The Strait of Malacca, located between Indonesia, Malaysia and Singapore, links the Indian Ocean to the South China Sea and Pacific Ocean. Malacca is the shortest sea route between Persian Gulf suppliers and the Asian markets – notably China, Japan, South Korea and the Pacific Rim. Oil shipments through the Strait of Malacca supply China and Indonesia, two of the world’s fastest growing economies. It is the key chokepoint in Asia with an estimated 15.2 million bbl/d flow in 2011, compared to 13.8 million bbl/d in 2007. Crude oil makes up about 90 percent of flows, with the remainder being petroleum products.
At its narrowest point in the Phillips Channel of the Singapore Strait, Malacca is only 1.7 miles wide creating a natural bottleneck, as well as potential for collisions, grounding, or oil spills. According to the International Maritime Bureau’s Piracy Reporting Centre, piracy (including attempted theft and hijacking) is a constant threat to tankers in the Strait of Malacca, although the number of attacks has dropped due to the increased patrols by the littoral states’ authorities since July 2005.
Over 60.000 vessels transit the Strait of Malacca per year. If the strait were blocked, nearly half of world’s fleet would be required to reroute around the Indonesian archipelago through Lombok Strait, located between the islands of Bali and Lombok, or the Sunda Strait, located between Java and Sumatra.

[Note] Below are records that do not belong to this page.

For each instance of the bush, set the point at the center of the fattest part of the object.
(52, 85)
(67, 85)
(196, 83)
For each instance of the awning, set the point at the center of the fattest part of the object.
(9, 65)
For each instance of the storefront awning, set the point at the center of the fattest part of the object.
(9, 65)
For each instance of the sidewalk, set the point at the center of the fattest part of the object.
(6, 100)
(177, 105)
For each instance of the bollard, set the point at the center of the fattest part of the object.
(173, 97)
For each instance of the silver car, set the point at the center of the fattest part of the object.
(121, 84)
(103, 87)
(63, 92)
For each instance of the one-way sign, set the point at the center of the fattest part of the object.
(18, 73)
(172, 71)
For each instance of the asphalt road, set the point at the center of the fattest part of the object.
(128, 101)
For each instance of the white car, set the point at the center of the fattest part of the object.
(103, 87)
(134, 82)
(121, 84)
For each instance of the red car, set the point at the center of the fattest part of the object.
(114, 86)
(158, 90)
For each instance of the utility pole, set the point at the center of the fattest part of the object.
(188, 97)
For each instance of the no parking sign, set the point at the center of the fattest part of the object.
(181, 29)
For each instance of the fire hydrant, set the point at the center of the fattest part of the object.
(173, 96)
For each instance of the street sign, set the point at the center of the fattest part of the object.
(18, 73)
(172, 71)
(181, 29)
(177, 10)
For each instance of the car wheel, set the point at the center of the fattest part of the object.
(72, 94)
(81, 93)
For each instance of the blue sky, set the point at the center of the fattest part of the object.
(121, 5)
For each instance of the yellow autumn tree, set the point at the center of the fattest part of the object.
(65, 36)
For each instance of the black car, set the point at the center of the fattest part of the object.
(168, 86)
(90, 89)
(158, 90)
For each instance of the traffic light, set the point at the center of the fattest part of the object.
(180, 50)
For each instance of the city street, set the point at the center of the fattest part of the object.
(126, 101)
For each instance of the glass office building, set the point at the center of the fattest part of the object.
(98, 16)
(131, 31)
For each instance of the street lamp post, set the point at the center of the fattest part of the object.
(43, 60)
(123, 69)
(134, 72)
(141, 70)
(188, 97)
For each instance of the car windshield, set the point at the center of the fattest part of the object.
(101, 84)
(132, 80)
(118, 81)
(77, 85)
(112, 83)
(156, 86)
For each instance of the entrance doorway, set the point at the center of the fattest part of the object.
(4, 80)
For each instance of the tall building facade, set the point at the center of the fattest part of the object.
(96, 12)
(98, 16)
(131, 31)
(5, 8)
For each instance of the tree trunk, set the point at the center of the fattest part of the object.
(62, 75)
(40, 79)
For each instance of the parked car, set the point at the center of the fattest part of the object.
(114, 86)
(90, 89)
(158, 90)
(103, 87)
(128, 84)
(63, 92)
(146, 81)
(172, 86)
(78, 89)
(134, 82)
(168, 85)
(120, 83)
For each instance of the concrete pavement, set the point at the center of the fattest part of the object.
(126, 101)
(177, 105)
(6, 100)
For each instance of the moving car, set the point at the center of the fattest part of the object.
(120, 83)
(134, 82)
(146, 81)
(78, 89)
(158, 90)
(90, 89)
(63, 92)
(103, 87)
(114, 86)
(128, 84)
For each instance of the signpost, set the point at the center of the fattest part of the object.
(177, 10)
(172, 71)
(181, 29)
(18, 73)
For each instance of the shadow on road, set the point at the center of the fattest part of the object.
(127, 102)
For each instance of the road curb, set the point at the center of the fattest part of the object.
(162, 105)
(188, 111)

There have been several proposals to build bypass options and reduce tanker traffic through the Strait of Malacca, but most have not been followed through. China is on schedule to complete the Myanmar-China Oil and Gas Pipeline in 2013, two parallel oil and gas pipelines that stretch from Myanmar’s ports in the Bay of Bengal to the Yunnan province of China. The oil pipeline will be an alternative transport route for crude oil imports from the Middle East to potentially bypass the Strait of Malacca. The oil pipeline capacity is expected to reach about 440,000 bbl/d.